Mayor Rahm Emanuel with police Superintendent Eddie Johnson, left, on March 28, 2016. (File photo) Credit: Photo by Stacey Rupolo

As Chicago police Superintendent Eddie Johnson moved to fire five officers who were involved in the fatal shooting of Laquan McDonald, the Police Department quietly refused this week to release the report by the city inspector general that influenced Johnson’s decision.

The Police Department cited a state law that exempts inspectors general investigatory reports from Illinois’ Freedom of Information Act. The city inspector general’s office also would not release the document, which The Chicago Reporter requested, stating that an ordinance prohibits the office from disclosing the reports.

At issue, given the FOIA exemption, is whether the inspector general’s office is the best place for a new police oversight agency proposed by Mayor Rahm Emanuel on Tuesday.

The mayor’s plan would replace the widely criticized Independent Police Review Authority and create a new agency led by a deputy inspector general of public safety who would oversee the police disciplinary structure. The deputy would be empowered to audit the new police oversight agency and also to revisit investigations into specific allegations of misconduct – similar to the investigation into the McDonald shooting.

But under the law and the ordinance, documents created in the course of those audits and investigations by the office could remain hidden from the public.
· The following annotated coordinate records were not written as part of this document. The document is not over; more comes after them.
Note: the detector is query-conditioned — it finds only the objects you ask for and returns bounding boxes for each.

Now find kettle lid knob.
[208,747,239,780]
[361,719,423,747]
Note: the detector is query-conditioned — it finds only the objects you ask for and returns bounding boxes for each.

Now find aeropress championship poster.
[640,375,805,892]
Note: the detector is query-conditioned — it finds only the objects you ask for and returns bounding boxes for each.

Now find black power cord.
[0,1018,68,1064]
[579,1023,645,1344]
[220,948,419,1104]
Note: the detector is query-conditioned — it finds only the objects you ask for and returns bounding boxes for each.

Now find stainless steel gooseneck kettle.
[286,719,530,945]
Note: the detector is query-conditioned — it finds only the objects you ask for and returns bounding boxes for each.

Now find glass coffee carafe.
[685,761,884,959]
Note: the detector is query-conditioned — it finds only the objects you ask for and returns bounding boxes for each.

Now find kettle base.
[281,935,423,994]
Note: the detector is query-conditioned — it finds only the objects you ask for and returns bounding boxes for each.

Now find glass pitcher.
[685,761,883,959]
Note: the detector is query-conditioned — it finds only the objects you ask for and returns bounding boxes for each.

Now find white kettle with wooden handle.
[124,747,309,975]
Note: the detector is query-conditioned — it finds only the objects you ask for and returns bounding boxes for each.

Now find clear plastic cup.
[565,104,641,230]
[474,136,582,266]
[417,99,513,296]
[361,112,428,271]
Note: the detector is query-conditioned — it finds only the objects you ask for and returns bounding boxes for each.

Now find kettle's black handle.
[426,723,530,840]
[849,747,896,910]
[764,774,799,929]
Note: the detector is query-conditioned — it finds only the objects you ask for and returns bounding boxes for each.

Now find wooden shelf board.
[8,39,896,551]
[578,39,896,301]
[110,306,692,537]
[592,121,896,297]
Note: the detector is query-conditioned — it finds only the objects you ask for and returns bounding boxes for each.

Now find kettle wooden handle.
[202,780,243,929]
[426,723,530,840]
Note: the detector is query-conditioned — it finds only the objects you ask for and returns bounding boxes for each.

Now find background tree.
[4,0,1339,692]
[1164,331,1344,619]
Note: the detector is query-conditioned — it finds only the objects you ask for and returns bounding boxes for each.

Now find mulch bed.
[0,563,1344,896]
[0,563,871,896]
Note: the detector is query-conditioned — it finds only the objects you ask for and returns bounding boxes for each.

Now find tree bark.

That’s a problem, according to advocates for police accountability.

“It is difficult to assess the quality and the integrity of the work of the agency without being able to have a view into the basis for its conclusions,” said Craig Futterman, director of the University of Chicago Law School’s Civil Rights and Police Accountability Project, who has written a competing police oversight ordinance.

Katie Hill, a senior policy analyst for the mayor’s office, said the city’s hands are tied by the state law.

Under the mayor’s proposal, the deputy inspector general for public safety would also have the ability to audit Police Department policies and analyze trends in police complaints, lawsuits and discipline. The inspector would provide public reports on its audits, including a description of the scope of the review, the findings and conclusions, recommendations to the department and the department’s response.

Matt Topic, a lawyer for Loevy & Loevy who filed the lawsuit that forced the release of the McDonald video, said public access to the inspector general’s work is important.

“In concept, it’s probably better to have an inspector general who is a little more independent,” said Topic. “But if the result of that is going to be that you’re never going to be able to get those documents—even after the investigation is complete—that would be a pretty significant problem.”

Sharon Fairley, the chief administrator of IPRA, referred the McDonald shooting investigation to the inspector general’s office in the wake of the court-ordered release of dash cam video of the shooting of the African-American teenager last year. Ordinarily, IPRA would have investigated the case.

The McDonald shooting isn’t the first high-profile police misconduct case the inspector general has investigated. In the first quarter of this year, the office completed a five-year investigation into the botched police investigation into the death of David Koschman who died in 2004 after being punched by a nephew of former Mayor Richard M. Daley. In that case, as in the McDonald case, the inspector general recommended discipline for officers involved, but the investigatory report was not released.

Mia Sissac, a spokeswoman for IPRA, said Fairley sticks by her decision to refer the McDonald investigation to the inspector general’s office. It was the only agency with the capacity to conduct the investigation that was “unsullied” by the previous handling of the McDonald case, she said.

“We had to make sure that the public had trust in the process,” she said.

Now that the process is over, Futterman said, the inspector general should release its investigatory record, just as IPRA would have done had it conducted the investigation.

“Something that is public and publicly available (if investigated) under IPRA … shouldn’t magically go dark because they decide to refer it and have someone else, in this case the inspector general, do the investigation,” he said. “That’s wholly unjustified.”